中学生の時も、入院している時も、退院してからも自分が定めた目的地に向かって着実に歩みを進めてきた葦原さんにとって、目標は達成すべきもので、課題は解決するもの。就職活動を通して大道具の仕事に就くのは現実的に難しいとわかっていたこの時、大きな目標ができました。

障害者と健常者の間に距離があるのなら、私が架け橋になろう。そのための手段として必要なら、自分が表舞台に立とう。

葦原さんは、後日行われた番組の打ち上げから動き始めます。番組制作に携わったスタッフやステージを取り仕切ったスタッフと意識的にコミュニケーションを取りました。その際、演者の一人として率直な感想だけじゃなく、「架け橋になりたい」という思いや「もっとこうしたら良くなるのでは?」とアイデアも話しました。

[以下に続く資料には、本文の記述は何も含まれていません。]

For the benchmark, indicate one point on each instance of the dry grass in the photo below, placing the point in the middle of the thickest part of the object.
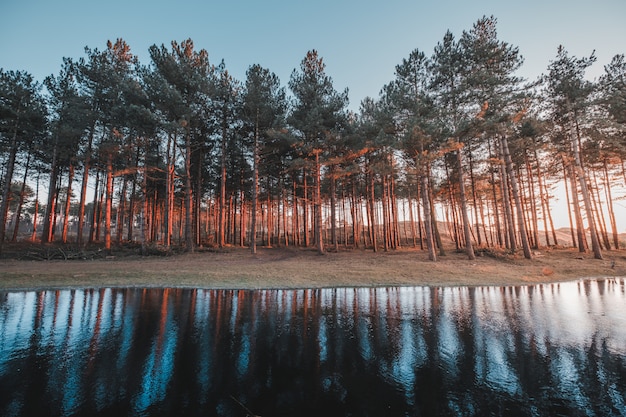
(293, 268)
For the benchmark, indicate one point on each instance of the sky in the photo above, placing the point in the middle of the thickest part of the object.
(360, 42)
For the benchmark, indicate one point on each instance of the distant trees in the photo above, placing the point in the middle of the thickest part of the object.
(22, 123)
(456, 148)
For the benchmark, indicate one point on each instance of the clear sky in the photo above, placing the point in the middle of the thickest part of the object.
(361, 42)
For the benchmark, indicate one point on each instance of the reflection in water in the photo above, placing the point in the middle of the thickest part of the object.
(555, 349)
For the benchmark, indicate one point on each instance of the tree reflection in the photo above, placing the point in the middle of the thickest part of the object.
(548, 349)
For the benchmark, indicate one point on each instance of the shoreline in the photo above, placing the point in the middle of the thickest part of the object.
(290, 268)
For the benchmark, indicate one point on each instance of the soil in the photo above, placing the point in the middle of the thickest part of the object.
(237, 268)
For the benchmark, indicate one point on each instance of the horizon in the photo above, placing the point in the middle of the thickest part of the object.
(360, 45)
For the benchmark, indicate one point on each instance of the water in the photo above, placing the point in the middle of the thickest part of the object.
(531, 351)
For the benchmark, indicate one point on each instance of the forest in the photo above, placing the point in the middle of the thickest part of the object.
(179, 153)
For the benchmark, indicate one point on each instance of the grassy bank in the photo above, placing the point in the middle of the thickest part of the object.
(237, 268)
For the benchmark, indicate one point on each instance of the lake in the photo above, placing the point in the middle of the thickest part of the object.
(557, 349)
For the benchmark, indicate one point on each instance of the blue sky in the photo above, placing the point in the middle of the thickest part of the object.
(360, 42)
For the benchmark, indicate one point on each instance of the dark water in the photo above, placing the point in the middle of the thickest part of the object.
(530, 351)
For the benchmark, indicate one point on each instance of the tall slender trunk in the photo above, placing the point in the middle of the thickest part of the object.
(333, 210)
(6, 191)
(430, 243)
(255, 185)
(318, 205)
(595, 243)
(189, 241)
(611, 210)
(47, 232)
(108, 203)
(83, 189)
(68, 198)
(516, 197)
(469, 248)
(18, 212)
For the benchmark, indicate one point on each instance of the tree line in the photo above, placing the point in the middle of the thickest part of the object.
(179, 152)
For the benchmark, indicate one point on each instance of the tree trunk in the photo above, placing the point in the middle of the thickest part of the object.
(255, 185)
(46, 235)
(83, 189)
(108, 203)
(469, 248)
(18, 212)
(611, 210)
(68, 198)
(430, 243)
(189, 241)
(318, 205)
(516, 197)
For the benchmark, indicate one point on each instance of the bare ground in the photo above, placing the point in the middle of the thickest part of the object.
(237, 268)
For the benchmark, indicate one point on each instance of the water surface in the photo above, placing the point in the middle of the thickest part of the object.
(556, 349)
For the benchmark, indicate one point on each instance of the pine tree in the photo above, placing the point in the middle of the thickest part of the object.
(318, 112)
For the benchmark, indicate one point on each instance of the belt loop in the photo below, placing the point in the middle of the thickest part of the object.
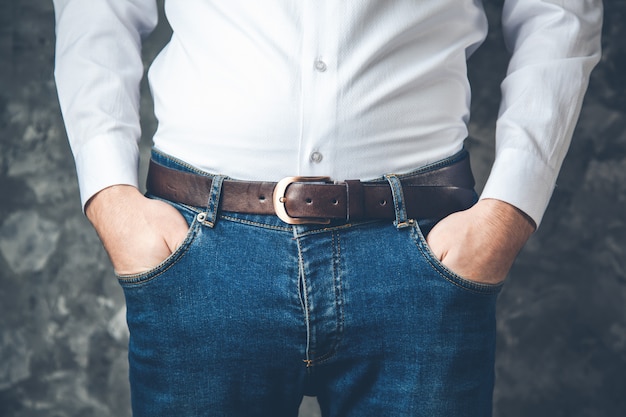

まだ十代の女の子が、真剣に訴えかけてきます。その姿に心を動かされた大人から、少しずつ仕事が舞い込んでくるようになりました。それは地域で開かれるフェスの司会など小さな仕事から始まりましたが、葦原さんは一人でバスに乗り、電車に乗り、体当たりで仕事に臨みました。そして、行く先々でスタッフや関係者に感想、想い、アイデアを伝えるようにしました。

同時進行で就職活動も続け、テレビ関係の会社から内定を得ます。入社の1ヵ月前、新入社員が会社に集まる機会があり、その時、人事の担当者に相談しました。

「モデルの仕事をやっています。入社後も続けたいと思っているのですが、大丈夫ですか?」

葦原さんの活動を社会貢献と捉えた会社側は、副業を認めてくれました。これで、思う存分に活動できます。葦原さんは本業と向き合いながら、あちこちに出向きました。学校で講演する時には、有給休暇を取りました。どこに行っても忘れず、感想、想い、アイデアを伝えました。

プライベートでも、積極的に異業種交流会やイベントに足を運びました。いろいろな仕事をしている人と話すのが好きだったから、交友の輪も自然と広がりました。やがてそこで知り合った人たちからも、仕事の連絡がくるようになっていきます。